Does Parallel Chunk Start node uses the threads available?

ktzanakis · March 2, 2020, 12:31pm

Hi everyone!
I am using the Parallel Chunk Start node and then some DB nodes to insert data in a database(locally) in parallel. I have 8 threads in my laptop and I am wondering if there is an optimal split for my data so that “insert” is faster. Does the number of the chunks basically is the number of potential threads that can be used if they are free?

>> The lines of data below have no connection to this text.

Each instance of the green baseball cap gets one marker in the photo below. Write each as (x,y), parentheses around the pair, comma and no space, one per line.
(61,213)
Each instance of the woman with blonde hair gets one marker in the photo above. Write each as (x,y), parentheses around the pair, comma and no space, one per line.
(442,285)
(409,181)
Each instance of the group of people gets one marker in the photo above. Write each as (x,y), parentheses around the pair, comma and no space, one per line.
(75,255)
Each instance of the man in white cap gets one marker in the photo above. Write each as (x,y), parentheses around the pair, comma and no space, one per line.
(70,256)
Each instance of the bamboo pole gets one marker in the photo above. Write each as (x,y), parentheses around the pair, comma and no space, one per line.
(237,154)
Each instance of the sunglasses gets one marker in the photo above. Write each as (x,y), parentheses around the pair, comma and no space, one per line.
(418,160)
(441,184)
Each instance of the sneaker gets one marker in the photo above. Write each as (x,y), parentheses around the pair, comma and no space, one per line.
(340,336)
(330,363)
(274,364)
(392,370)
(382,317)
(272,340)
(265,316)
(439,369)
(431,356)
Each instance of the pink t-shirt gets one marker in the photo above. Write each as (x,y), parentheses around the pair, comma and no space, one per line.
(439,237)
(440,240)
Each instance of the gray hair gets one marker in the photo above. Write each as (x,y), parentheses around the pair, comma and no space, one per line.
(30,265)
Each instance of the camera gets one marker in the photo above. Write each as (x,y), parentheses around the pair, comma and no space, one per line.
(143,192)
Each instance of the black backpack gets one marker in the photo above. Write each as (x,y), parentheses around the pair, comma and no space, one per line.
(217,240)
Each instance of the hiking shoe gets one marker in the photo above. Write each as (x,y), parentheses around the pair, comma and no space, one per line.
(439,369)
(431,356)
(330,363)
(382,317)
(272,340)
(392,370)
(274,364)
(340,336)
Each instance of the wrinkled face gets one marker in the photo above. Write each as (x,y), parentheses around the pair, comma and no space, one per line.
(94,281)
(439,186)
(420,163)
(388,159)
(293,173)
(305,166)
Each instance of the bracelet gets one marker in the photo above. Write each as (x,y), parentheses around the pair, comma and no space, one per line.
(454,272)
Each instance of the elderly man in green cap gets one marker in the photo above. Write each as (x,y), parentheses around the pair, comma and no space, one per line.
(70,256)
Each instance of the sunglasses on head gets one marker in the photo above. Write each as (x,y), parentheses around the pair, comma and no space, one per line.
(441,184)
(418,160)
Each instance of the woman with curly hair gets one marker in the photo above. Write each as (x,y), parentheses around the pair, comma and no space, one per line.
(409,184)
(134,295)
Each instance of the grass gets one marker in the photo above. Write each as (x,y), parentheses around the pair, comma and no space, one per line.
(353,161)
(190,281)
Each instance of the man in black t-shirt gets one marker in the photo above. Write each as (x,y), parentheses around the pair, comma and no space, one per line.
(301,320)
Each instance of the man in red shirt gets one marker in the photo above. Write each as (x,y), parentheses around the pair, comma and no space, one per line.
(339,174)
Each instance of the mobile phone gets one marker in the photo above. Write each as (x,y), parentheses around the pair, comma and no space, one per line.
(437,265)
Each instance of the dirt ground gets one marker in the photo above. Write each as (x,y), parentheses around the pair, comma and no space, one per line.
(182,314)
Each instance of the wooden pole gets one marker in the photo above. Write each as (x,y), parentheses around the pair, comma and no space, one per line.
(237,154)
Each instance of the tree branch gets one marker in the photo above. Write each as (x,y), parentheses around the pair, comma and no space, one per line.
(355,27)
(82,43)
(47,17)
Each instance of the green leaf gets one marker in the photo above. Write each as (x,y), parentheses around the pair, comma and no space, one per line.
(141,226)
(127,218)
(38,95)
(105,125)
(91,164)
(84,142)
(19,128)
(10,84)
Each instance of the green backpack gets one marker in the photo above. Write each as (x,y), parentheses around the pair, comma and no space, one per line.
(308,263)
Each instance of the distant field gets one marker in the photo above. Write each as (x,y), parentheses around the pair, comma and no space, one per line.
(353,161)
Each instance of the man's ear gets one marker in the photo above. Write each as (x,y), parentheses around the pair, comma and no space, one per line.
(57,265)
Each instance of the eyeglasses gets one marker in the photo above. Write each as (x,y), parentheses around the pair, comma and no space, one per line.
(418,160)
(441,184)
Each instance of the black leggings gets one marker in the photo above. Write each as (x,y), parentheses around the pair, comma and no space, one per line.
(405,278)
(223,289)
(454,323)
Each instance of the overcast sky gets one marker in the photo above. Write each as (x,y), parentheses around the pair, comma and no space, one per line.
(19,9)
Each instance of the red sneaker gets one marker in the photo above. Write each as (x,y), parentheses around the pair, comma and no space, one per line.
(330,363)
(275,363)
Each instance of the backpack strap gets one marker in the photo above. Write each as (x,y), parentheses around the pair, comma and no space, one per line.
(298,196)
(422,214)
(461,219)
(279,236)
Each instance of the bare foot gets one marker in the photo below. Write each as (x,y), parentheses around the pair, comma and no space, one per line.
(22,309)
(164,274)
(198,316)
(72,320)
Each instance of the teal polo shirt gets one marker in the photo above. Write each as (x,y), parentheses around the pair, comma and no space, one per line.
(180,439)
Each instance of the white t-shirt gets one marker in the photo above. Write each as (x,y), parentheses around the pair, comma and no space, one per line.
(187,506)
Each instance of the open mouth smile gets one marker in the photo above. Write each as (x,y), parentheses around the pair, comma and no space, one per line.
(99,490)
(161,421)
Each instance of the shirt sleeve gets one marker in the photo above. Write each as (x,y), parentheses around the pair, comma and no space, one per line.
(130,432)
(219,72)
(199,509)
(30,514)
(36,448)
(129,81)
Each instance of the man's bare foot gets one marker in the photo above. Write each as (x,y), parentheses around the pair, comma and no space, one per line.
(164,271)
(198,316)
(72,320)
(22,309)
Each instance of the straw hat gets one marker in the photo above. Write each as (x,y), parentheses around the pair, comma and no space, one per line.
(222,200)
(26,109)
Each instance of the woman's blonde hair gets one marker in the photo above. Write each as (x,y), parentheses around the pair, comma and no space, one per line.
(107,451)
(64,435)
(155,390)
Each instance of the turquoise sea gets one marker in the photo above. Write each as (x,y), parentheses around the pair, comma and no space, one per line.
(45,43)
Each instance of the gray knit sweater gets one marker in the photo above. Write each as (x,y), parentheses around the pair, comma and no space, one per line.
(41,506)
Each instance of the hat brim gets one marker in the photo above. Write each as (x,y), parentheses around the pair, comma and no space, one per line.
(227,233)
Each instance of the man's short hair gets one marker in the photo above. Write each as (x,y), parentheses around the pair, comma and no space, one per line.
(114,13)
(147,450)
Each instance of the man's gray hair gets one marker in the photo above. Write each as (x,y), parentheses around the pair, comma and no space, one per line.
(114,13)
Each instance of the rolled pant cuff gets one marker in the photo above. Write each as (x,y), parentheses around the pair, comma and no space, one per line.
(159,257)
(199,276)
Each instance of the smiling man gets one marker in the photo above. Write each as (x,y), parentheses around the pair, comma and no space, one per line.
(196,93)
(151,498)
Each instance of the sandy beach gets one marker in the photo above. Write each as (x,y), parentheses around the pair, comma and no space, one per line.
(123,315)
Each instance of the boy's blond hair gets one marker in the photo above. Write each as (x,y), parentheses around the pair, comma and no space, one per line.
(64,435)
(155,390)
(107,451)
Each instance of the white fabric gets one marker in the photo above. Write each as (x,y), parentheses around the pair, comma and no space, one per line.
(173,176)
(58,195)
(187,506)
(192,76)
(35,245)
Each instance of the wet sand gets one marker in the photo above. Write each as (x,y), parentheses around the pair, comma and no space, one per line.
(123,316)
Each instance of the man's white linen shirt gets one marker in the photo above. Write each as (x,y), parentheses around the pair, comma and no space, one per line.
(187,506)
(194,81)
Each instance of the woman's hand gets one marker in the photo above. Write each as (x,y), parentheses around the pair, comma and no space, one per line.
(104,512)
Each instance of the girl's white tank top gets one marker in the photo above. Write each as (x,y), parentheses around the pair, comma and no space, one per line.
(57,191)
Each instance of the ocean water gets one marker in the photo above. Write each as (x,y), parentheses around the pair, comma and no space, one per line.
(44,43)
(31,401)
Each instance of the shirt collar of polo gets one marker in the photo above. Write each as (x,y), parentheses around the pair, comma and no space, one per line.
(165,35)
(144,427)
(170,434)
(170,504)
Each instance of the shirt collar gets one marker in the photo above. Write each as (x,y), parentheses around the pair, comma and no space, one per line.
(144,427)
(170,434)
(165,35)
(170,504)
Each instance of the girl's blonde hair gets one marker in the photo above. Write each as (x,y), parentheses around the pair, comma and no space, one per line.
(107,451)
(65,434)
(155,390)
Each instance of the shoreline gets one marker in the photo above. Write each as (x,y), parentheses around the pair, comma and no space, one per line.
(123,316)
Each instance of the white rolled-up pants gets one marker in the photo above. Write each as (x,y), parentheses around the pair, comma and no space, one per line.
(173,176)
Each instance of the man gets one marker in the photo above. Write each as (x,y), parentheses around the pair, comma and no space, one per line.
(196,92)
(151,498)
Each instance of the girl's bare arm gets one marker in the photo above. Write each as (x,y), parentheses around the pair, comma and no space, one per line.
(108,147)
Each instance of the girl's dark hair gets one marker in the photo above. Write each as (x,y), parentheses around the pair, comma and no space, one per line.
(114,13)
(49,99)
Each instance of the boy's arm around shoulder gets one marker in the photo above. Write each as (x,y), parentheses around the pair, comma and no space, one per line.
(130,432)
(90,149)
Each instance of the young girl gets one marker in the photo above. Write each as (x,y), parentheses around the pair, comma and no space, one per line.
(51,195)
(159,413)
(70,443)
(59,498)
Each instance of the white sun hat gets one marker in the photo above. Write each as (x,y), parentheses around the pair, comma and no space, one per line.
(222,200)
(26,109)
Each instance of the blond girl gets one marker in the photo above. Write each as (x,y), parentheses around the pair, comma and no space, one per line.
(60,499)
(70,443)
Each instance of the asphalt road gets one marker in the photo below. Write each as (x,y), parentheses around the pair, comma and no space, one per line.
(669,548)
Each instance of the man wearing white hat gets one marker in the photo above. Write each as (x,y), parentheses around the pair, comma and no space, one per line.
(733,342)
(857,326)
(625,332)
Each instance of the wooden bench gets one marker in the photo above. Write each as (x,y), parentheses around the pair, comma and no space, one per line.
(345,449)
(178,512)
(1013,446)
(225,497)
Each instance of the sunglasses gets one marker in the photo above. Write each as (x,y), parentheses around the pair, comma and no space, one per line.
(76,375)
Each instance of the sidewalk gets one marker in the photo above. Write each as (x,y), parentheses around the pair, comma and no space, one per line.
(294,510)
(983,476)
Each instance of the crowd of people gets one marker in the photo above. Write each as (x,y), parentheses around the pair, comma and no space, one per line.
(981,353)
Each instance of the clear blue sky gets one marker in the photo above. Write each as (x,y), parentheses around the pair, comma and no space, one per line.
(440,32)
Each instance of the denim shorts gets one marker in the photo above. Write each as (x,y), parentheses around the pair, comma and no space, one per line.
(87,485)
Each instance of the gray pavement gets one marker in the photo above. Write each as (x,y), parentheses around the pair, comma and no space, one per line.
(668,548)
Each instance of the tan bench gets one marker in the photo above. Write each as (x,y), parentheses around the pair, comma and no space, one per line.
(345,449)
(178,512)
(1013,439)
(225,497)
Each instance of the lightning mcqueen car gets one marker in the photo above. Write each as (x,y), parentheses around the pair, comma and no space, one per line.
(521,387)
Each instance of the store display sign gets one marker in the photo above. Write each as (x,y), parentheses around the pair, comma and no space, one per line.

AlexanderFillbrunn · March 4, 2020, 9:33am

Hi @ktzanakis,
this depends on your setting in the KNIME preferences. The setting “Maximum working threads for all nodes” specifies how many threads KNIME uses. By default, this is the number of logical cores in your machine times 2, so if you have 4 cores with hyperthreading, you have 8 logical cores and KNIME will use 16 threads. Those threads are managed in a thread pool, so any time a node is executed, a thread from that pool will be tasked with doing the work. The Parallel Chunk Start does nothing more than generate multiple workflow branches with the content of the loop and executes those in parallel using the thread pool. My guess would be that splitting the table up into more partitions than you have numbers of (logical) cores will not improve your runtime, since the cores will just be switching back-and-forth between the threads.
Kind regards
Alexander

ktzanakis · March 4, 2020, 10:39am

Hi!
The Maximum working threads I have is 8, so I guess splitting the data in to more than 8 partitions/chunks, does not make any sense! Thank you very much Alexander!!
Best wishes,
Kostas

system · September 2, 2020, 10:39pm

This topic was automatically closed 182 days after the last reply. New replies are no longer allowed.